In one or more embodiments, the one or more memory 302 and data storage devices (e.g., database 238) comprise any combination of one or more of a hard disk drive, RAM (random access memory), ROM (read only memory), flash memory, etc. The memory 302/data storage devices 238 store software that programs the processor 301 and the modules 303-306 to perform functionality as described herein. According to other embodiments, other types of storage devices include magnetic storage device, optical storage devices, mobile telephones, and/or semiconductor memory devices. The memory 302 stores a program or logic (not shown) for controlling the processor 301. The processor 301 performs instructions of the program logic, and thereby operates in accordance with any of the embodiments described herein. Furthermore, other embodiments include program logic that is stored in a compressed, uncompiled and/or encrypted format. The program logic includes other program elements, such as an OS (operating system), a database management system, and/or device drivers used by the processor 301 to interface with devices external to the controller 230.
According to one or more embodiments, a power administrator accesses the power grid system 200 via a computing device/platform (not shown; such as a control system, a desktop computer, a laptop computer, a personal digital assistant, a tablet, a smartphone, etc.) to view information and/or manage the operation of the ESS 217 in accordance with any of the embodiments described herein. Moreover, the embodiments described herein are implemented using any number of different hardware configurations. For example, controller 230, external data resources 320 and power administrator further include an input device (not shown) (e.g., a mouse and/or keyboard to enter information about the time and power measurements and settings) and an output device (not shown) (e.g., to output and display the data and/or recommendations).
Initially, the process 400 starts at S402 and proceeds to S404, in which power controller system 230 is configured with a project life having at least one time window having at least one calculation cycle during which to collect power generation supply data, load demand data, ES capacity data, ES charge/discharge power for determining a SOC for at least one ESS 217. According to one embodiment, the parameter values of the project life, time window, and calculation cycles are programmed by an administrator 310 of the power grid system 200 via an interface 307 with controller 230. According to other embodiments, ESS 217 includes a plurality of energy storage elements (not shown). In one or more embodiments, the ESS 217 is a battery (e.g., battery energy storage system (BESS), or any other suitable energy storage device. In one or more embodiments, ESS 217 is a device at a power plant, standalone ES devices, or any combination therein. ESS 217 provides energy to satisfy a power load demand from at least one of a grid, customers, etc.

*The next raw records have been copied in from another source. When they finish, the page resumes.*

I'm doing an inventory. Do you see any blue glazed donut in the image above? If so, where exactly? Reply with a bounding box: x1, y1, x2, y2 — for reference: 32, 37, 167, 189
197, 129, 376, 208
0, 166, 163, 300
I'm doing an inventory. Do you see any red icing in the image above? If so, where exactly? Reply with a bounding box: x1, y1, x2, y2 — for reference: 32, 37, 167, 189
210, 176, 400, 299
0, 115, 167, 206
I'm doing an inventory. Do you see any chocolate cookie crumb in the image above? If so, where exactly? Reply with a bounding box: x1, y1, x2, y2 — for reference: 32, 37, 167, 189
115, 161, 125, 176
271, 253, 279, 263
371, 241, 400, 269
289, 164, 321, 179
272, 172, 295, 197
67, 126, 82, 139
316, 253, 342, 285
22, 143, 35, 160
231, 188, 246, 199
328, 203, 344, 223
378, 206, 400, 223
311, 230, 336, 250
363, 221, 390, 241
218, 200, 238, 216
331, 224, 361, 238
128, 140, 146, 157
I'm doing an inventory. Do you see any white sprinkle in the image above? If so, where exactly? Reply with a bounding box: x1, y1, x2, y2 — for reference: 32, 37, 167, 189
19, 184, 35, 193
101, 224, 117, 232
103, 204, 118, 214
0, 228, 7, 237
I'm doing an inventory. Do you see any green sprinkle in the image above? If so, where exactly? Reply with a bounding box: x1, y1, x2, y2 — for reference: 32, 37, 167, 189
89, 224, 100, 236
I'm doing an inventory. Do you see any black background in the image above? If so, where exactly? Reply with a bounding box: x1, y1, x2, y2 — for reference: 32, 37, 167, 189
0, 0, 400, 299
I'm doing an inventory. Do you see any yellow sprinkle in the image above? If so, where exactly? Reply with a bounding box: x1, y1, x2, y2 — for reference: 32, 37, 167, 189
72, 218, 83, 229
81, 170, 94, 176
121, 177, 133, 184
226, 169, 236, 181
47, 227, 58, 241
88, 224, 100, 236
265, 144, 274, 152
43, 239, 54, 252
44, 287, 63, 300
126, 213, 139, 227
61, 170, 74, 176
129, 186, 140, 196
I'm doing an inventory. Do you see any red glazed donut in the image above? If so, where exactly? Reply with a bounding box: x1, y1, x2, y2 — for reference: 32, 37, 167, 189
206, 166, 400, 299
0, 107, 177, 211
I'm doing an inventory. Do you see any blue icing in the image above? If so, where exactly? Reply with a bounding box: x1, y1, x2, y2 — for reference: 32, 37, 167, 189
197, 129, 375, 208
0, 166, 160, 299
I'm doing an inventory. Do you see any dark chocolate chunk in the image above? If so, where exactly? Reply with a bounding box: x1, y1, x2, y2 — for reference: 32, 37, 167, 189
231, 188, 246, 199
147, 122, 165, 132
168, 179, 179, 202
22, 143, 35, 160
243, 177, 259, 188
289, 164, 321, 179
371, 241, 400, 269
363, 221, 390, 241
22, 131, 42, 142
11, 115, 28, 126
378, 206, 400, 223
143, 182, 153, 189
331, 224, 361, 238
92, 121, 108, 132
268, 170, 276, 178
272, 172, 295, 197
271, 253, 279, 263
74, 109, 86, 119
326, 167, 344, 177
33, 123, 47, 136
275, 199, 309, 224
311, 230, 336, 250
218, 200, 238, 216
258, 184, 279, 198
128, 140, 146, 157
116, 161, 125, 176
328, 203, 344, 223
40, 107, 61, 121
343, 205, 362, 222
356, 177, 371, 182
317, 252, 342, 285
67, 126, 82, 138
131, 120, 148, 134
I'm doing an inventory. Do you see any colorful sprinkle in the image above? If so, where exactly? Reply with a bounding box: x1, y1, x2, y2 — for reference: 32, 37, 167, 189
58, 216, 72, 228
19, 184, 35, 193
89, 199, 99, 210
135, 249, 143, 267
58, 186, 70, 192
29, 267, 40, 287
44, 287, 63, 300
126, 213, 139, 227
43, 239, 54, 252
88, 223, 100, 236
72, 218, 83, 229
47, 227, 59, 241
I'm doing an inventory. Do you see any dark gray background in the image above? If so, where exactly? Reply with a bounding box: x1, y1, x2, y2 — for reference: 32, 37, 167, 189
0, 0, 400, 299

Starting from a first, time window, e.g., the first day of a project life as shown in S406, the process continues to S408, where collection module 303 acquires a load demand of one or more power load 201 for each calculation cycle of a time window. In this example embodiment, since the process is beginning, the next time period consists of the first 24 hours. Subsequent iterations of this step would use the data pertaining to the subsequent 24-hour time window. In one embodiment, the load demand is acquired from historical load demand data in historical database 238, predicted load demand data based on future load demands of AC Load 201 acquired by collection module 303, and any combination therein. It should be noted that while the example hybrid power grid system 200 includes only AC loads, it should be appreciated that in other embodiments, load demand data is drawn from either a DC load or combination of AC and DC loads.
The process continues to S410, in which collection module 303 determines an effective ES capacity of the ESS 217 for the time window. According to one or more embodiments, the effective ES capacity is based on a degradation model of the ESS 217. Next, at S412, collection module 303 determines a number of allowed duty cycles of the ESS 217 for the time window. From S412, the process continues to S414, where calculation module 304 determines a product of the effective ES capacity of the ESS 217 for the time window and the number of allowed duty cycles of the ESS 217 for the time window. The process proceeds to S416, where calculation module 304 determines a total available power from power generation systems 211, 213, 215 at each of the calculation cycles of the present time window. According to one or more embodiments, the total available power is based on a degradation model of the power generation systems 211, 213, 215. Moreover, one or more embodiments draw the total available power calculation from other factors such as: the historical renewable or dispatchable power source generation data for the time window being calculated that is stored in historical database 238, predicted renewable power source generation data for the time window being calculated (e.g., weather forecast data for renewable power generation system's location) that is acquired by collection module 303, or any combination thereof.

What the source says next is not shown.